Posted on June 4, 2010. Filed under: Telling our own Stories |

Greetings!

Since this is my first post contributing to the Sacred Space blog, I’d like to introduce myself. My name is Bibi (Khalsa) Estlund, and I’m Jagatguru Singh’s eldest daughter. One area that we would like to showcase here on the sacred space blog is the process of spirituality. One way to do that is to tell stories of meditative experiences. I would like to invite all readers to submit their own stories…but while we’re waiting on those, my own story will have to do.

I, of course, have been learning from my father since birth, but my journey into the realm of meditation did not begin until I was eleven years old.  Sant Guru Dev Singh had been to visit our home in Kansas City, and taught some courses on the healing art of Sat Nam Rasayan. Papa was going through quite a transformation, and I felt he was becoming insufferable to live with.

Papa had always been a sort of macho man. He liked to work with his hands, as I’m sure would be the case with anyone who was both a massage therapist and a handyman around the house, and he’s always been a bit of a perfectionist. But once he started studying under Sant Guru Dev, things changed. He was now practicing yoga and meditation for what seemed like half the day. He couldn’t get enough of a particular tape that was nothing but rhythmic chanting.

I remember thinking that there couldn’t possibly be anything more boring than living in a place with so much emphasis on sitting with your eyes closed and being still. Every time I tried to do meditations (which is what we called sitting in a yogic posture and using a chant) I became acutely aware of how itchy my clothing was. I was an absolute master at secretly looking at the clock and checking how much time was left.

Rebelliousness is absolutely a part of my personality.

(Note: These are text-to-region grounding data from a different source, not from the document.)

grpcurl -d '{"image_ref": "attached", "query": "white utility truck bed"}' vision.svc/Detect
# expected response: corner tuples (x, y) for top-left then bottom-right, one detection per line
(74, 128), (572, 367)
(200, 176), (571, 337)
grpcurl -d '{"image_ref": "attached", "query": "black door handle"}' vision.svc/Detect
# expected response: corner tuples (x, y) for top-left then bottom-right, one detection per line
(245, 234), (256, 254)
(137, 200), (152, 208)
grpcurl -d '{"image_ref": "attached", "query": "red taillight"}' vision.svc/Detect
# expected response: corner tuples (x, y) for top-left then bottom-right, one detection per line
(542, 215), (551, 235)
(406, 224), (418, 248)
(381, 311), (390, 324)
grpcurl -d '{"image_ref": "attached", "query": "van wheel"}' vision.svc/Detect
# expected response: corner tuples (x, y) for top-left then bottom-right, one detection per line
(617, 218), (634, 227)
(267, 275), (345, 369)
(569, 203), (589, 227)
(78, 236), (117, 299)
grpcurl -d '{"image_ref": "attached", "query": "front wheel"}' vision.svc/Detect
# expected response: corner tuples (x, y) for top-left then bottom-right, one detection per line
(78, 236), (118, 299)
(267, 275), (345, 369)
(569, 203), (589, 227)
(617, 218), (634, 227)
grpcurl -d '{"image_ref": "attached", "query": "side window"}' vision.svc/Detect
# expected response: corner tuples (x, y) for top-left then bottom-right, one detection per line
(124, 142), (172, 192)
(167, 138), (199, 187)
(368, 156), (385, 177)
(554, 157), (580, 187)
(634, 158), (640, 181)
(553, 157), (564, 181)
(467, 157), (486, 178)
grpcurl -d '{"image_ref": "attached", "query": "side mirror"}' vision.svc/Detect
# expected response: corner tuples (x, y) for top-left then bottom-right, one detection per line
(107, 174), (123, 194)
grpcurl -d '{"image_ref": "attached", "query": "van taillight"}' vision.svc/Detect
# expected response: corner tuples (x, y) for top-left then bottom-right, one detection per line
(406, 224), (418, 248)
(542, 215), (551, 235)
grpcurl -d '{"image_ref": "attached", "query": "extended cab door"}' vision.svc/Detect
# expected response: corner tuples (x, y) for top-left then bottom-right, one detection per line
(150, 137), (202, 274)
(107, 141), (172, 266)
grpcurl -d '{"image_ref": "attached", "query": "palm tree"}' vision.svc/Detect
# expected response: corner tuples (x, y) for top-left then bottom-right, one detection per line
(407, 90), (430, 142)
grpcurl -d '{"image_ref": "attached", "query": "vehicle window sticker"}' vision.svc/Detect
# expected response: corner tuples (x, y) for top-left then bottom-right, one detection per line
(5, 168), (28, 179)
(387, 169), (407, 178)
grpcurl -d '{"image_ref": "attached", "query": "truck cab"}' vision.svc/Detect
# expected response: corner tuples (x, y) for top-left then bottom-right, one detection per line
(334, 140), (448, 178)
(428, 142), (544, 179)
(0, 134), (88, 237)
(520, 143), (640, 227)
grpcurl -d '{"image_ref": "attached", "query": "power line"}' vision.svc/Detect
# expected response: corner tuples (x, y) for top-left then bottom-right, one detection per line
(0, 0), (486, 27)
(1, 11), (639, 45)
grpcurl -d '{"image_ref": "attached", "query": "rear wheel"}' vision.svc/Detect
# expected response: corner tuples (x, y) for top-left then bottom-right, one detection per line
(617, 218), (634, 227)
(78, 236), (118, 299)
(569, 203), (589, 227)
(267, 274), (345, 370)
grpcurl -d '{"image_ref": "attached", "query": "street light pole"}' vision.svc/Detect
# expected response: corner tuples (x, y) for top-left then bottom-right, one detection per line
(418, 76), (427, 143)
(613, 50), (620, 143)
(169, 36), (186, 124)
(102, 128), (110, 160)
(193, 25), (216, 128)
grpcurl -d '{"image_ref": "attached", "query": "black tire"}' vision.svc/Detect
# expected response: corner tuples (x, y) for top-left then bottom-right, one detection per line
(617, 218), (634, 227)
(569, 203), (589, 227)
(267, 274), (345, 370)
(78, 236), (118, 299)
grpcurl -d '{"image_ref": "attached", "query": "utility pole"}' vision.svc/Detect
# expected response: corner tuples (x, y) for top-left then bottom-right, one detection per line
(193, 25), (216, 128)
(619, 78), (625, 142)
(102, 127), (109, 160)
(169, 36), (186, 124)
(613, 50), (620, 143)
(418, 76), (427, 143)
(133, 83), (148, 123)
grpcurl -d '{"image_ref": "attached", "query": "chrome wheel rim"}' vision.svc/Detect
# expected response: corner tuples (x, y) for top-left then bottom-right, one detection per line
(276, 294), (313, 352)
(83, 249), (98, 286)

I can’t stand to be told what to do (as evidenced by the state of my bedroom during my teenage years), and so I didn’t come around easily to my father telling me that meditation was something that I needed to learn. I decided that I was going to have nothing to do with it. And of course no one could make me…what surprised me though was that no one tried.

I of course knew when Sat Nam Rasayan and meditation practices were held at Papa’s office, and one day, of my own accord, I walked the block and a half to his office and arrived right on time. All of us students sat in a circle around one person who was lying down to be healed. Papa led us. First we became aware of the gravity that was pulling on all parts of ourselves and that we were simultaneously ignoring. That simple act of awareness awoke something within me. I immediately recognized the stillness in myself which for me feels like a calming, low vibration of electrical current. The pleasantness of that moment was astounding. This of course set off fireworks of thoughts ranging from the profound to the minuscule.

Papa and I locked eyes afterward. He knew that I had gotten a glimpse of the stillness. I remember that day vividly, as if it was the most important part of the process to getting there. On the other hand, I can’t remember much about the days that I was feeling grumbly and sour. Yet, I know that they were no less important to the process of learning to meditate. On this road, I’m learning that there are countless steps that we take, and some of them seem significant and others don’t. The one that I’ve just recounted seems of large significance…and then I remember about how I used to ignore gravity. It reminds me that breakthroughs come from the mundane, and that it’s all a part of the cycle.